Should you really chew your food 32 times before swallowing?

Taking your time masticating your morsels might be good for your health.
Taking your time masticating your morsels might be good for your health.

You've turned over a new leaf at work -- and it just happens to be lettuce. Instead of scarfing lunch hunched over your keyboard, you're taking an actual midday break. Although it feels a bit strange to be eating food from a plate at a table (using a fork!), you're determined to persevere. You've even decided to take your mom's advice and chew each bite of food 32 times before swallowing.

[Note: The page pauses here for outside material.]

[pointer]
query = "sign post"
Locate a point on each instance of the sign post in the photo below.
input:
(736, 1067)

You can't quite recall why this dedicated effort at numerical chomping is supposed to be good for you. Maybe it aids digestion or helps you feel fuller, sooner. Whatever the reason, you might as well give it a try. Maybe you'll even call Mom later and offer a long overdue "thank you" for the words of wisdom.

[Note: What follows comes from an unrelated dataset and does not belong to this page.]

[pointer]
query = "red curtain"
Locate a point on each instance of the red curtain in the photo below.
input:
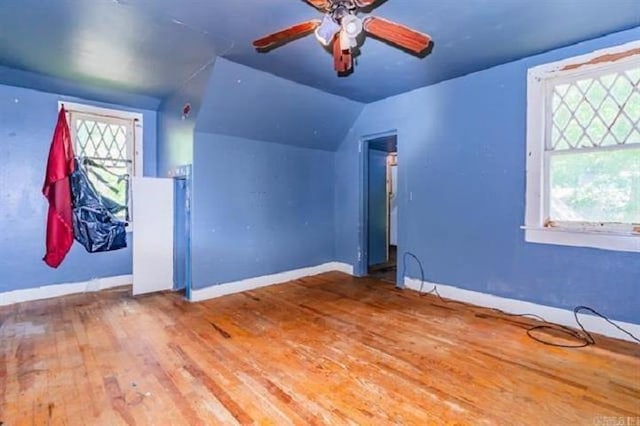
(57, 190)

But it wasn't your mom who came up with the idea. In fact, it wasn't anyone's mother. The credit for the "slow chew" movement goes to a Victorian-era industrialist named Horace Fletcher. In the late 1800s, he began spreading the word about "Fletcherism," a specific method of eating. He penned "Fletcherism: What It Is," a book outlining his theory that chewing food into teeny, tiny bits will help your body better absorb it. In addition, Fletcher postulated that if peopled chewed their food until it liquefied, they would eat less food, buy less food and save more money.

Fletcher, a successful British tycoon with influential friends ranging from Thomas Edison to John D. Rockefeller, tirelessly encouraged others to chew up to 100 times per minute or until a bite of food transformed to liquid. Then, he reasoned, the chewer could either swallow the food or spit it out. It's no wonder his nickname was "The Great Masticator" [sources: Christen, Fletcher].

Until his death in 1919, Fletcher traveled across England, Northern Europe and the United States, teaching "the more you chew, the less you eat." During World War I, he even used his appointment to an international committee to show 800,000 starving people in Belgium how to chew more thoroughly so the nutrients in their food would be more thoroughly absorbed [source: New York Times].

This food ingestion method may have seemed like a long shot for a starving population, but recent research reveals there are real benefits to spending more time chewing your food. In 2009, researchers at Purdue University in West Lafayette, Indiana, asked study participants to chew almonds 10, 25 or 40 times. The result? The more the participants chewed the almonds, the faster the nutrients were absorbed into their systems, leading to better maintenance of energy levels [source: Cassady et al.].

Chewing more can also make you eat more slowly, and this has benefits all its own. According to a 2014 study conducted by researchers at Texas Christian University in Fort Worth, Texas, when people eat more slowly, they consumer fewer calories [source: Meena et al.]. It's definitely food for thought as you eat a leisurely lunch. Even if your mom didn't invent the idea, maybe you'll still call to say "thanks" -- once you're finally finished chewing, that is.